When Conrad came into his apartment, he found Agatha sitting at the dining room table. She was bowed forward unhappily. Her auburn hair was spilling down. She was supporting her head in her two hands.
“Maa-meee …” A despairing little wail drifted through the nursery wall behind her.
“Sweetheart, go to sleep,” said Agatha. She said it through her teeth.
“But I can’t sleep,” said Jessica tearfully.
“Then close your eyes and lie quietly,” Aggie said more gently. It was a good imitation of patience, Conrad thought.
Conrad closed the door. Agatha looked up and saw him. “Oh, thank God, the cavalry,” she said. Conrad managed a smile. “Would you please go in there and murder our child? We have been doing this for the past hour and a half.”
Conrad nodded wearily. He set his briefcase on the floor and headed into Jessica’s room.
The nursery was Agatha’s masterpiece. She had painted it beautifully. The walls were sky blue. There was a rainbow painted on one, a crystal palace on another. Clouds and unicorns all around. The walls grew darker toward the ceiling. The ceiling itself was night black. It was studded with stars and the faint, ghostly outlines of constellations.

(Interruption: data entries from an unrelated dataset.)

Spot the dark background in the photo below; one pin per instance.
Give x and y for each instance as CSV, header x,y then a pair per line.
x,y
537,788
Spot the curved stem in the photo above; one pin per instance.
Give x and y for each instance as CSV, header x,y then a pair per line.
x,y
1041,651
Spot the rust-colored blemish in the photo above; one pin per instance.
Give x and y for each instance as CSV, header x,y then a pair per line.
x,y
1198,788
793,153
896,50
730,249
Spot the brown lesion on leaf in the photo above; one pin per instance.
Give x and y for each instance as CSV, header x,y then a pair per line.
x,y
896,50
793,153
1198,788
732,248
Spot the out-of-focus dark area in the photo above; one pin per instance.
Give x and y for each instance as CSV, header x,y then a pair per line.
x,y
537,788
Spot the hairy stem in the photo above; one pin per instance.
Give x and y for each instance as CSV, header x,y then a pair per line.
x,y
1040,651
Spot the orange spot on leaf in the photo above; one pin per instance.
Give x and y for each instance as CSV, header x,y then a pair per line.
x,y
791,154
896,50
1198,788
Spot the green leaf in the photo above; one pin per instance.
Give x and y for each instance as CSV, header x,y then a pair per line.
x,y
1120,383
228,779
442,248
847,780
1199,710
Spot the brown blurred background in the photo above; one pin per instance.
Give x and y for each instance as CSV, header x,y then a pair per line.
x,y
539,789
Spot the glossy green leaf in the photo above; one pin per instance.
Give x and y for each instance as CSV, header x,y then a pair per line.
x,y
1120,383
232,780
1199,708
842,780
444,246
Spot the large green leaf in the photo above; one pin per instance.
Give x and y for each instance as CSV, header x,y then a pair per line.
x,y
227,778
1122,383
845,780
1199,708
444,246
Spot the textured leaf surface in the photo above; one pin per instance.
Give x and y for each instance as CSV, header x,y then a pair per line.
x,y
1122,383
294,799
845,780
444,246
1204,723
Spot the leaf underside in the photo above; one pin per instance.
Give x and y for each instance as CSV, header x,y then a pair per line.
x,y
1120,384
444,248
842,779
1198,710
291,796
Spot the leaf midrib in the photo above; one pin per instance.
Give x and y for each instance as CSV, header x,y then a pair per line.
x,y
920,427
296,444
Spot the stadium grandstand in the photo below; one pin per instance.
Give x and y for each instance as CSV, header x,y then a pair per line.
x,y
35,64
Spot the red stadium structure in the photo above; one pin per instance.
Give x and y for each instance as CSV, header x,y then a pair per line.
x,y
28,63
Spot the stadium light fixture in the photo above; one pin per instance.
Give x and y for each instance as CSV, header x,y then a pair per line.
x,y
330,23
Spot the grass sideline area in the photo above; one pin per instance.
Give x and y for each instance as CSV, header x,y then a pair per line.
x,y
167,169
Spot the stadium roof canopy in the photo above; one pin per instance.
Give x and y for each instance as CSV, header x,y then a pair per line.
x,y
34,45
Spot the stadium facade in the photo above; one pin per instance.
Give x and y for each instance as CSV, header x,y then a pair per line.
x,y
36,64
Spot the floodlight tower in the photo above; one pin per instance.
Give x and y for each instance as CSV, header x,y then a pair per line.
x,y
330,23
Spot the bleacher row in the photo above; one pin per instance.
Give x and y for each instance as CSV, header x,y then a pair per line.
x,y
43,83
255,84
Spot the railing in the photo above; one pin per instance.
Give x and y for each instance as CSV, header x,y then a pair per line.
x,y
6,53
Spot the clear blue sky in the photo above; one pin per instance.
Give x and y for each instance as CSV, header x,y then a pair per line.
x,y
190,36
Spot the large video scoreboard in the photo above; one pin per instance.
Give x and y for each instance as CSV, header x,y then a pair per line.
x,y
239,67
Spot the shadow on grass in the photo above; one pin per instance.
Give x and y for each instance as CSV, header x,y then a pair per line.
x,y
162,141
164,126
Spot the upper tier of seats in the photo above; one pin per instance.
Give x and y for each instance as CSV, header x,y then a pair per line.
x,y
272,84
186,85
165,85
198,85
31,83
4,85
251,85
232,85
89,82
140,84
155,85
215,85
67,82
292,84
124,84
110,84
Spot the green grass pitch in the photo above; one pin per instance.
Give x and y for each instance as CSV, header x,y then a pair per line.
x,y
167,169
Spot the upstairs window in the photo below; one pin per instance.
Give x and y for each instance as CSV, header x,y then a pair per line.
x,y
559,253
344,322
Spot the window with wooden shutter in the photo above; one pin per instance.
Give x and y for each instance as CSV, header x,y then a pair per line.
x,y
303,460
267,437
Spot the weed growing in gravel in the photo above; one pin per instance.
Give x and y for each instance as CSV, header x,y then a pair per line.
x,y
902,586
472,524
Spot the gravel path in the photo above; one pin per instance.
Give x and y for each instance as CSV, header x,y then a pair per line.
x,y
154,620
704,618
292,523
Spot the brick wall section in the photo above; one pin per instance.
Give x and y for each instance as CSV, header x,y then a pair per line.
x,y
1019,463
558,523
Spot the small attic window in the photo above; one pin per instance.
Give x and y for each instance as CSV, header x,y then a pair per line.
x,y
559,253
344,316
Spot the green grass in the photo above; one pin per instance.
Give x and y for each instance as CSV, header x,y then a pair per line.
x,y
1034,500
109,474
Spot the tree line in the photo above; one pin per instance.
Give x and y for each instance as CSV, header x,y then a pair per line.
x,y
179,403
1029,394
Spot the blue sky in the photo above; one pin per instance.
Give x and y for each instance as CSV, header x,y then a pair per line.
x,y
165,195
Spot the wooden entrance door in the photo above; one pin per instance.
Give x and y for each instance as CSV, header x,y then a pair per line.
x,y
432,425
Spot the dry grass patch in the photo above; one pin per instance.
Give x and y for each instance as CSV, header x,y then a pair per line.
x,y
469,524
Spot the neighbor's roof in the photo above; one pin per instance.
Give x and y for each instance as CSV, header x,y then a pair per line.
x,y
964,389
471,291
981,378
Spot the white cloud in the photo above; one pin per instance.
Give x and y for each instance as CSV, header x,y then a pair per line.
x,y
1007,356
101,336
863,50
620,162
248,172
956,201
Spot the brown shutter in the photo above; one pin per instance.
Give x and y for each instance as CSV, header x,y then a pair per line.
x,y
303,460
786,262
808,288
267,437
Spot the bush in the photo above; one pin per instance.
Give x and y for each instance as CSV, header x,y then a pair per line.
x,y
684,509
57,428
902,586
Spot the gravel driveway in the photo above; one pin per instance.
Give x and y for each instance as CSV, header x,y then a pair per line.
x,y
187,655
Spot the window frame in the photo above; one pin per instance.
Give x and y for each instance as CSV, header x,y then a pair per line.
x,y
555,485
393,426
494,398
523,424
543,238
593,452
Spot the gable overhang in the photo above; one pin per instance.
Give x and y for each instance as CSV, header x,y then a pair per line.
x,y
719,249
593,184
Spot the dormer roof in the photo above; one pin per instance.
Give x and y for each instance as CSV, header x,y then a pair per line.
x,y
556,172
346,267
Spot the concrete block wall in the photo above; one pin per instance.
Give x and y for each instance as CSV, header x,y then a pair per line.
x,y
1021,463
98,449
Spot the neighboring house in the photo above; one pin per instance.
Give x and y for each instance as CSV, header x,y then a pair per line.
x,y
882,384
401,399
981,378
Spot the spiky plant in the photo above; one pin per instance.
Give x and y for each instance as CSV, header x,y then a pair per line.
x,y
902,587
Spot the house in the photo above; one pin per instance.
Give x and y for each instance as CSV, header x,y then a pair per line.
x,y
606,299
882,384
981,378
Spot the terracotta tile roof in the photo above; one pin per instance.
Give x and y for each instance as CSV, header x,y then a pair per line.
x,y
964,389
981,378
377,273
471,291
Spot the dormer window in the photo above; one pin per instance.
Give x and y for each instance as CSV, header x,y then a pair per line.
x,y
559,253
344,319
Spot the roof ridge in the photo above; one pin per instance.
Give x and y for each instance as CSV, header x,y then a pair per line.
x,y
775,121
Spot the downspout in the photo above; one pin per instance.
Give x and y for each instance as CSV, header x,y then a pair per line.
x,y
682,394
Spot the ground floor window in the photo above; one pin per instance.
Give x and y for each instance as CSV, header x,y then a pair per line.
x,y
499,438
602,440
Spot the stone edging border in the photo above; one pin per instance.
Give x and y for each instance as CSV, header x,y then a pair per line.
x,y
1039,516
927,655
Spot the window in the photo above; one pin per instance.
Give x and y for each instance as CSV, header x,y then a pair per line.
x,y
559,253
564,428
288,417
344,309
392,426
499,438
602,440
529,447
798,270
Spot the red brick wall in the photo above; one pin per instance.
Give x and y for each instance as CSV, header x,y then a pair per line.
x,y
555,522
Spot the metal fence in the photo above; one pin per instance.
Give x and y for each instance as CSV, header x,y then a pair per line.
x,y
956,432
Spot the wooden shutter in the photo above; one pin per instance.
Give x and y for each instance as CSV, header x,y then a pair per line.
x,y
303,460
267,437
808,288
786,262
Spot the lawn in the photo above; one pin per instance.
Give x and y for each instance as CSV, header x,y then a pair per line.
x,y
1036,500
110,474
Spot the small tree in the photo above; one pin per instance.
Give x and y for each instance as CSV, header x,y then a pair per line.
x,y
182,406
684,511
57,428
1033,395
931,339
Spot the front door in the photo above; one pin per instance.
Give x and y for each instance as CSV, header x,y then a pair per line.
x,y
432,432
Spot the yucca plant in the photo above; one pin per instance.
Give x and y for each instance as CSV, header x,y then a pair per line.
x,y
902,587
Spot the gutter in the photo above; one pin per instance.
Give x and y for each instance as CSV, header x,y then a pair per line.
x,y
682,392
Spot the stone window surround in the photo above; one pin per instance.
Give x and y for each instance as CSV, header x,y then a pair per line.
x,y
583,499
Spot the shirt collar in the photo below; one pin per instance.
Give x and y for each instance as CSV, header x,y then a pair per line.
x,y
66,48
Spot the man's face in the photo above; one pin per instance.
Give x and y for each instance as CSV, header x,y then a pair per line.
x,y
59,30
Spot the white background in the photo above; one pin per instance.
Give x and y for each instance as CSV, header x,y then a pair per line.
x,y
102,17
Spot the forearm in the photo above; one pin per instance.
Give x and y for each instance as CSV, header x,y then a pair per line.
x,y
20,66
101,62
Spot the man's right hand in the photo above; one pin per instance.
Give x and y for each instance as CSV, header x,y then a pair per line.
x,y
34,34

Just under these stars lay Jessica. She was atop the loft bed, level with Conrad’s chin. When he came in, she was lying curled up on her side. Her Big Bird quilt was in a tangle at her feet. She was wearing a pink nightgown and had a pink stuffed turtle tucked under her arm. It was a Turtle Tot, as Conrad recalled, and it was named Moe. Jessica was hugging Moe hard. She had a frown on her face. She had tears brimming in her eyes.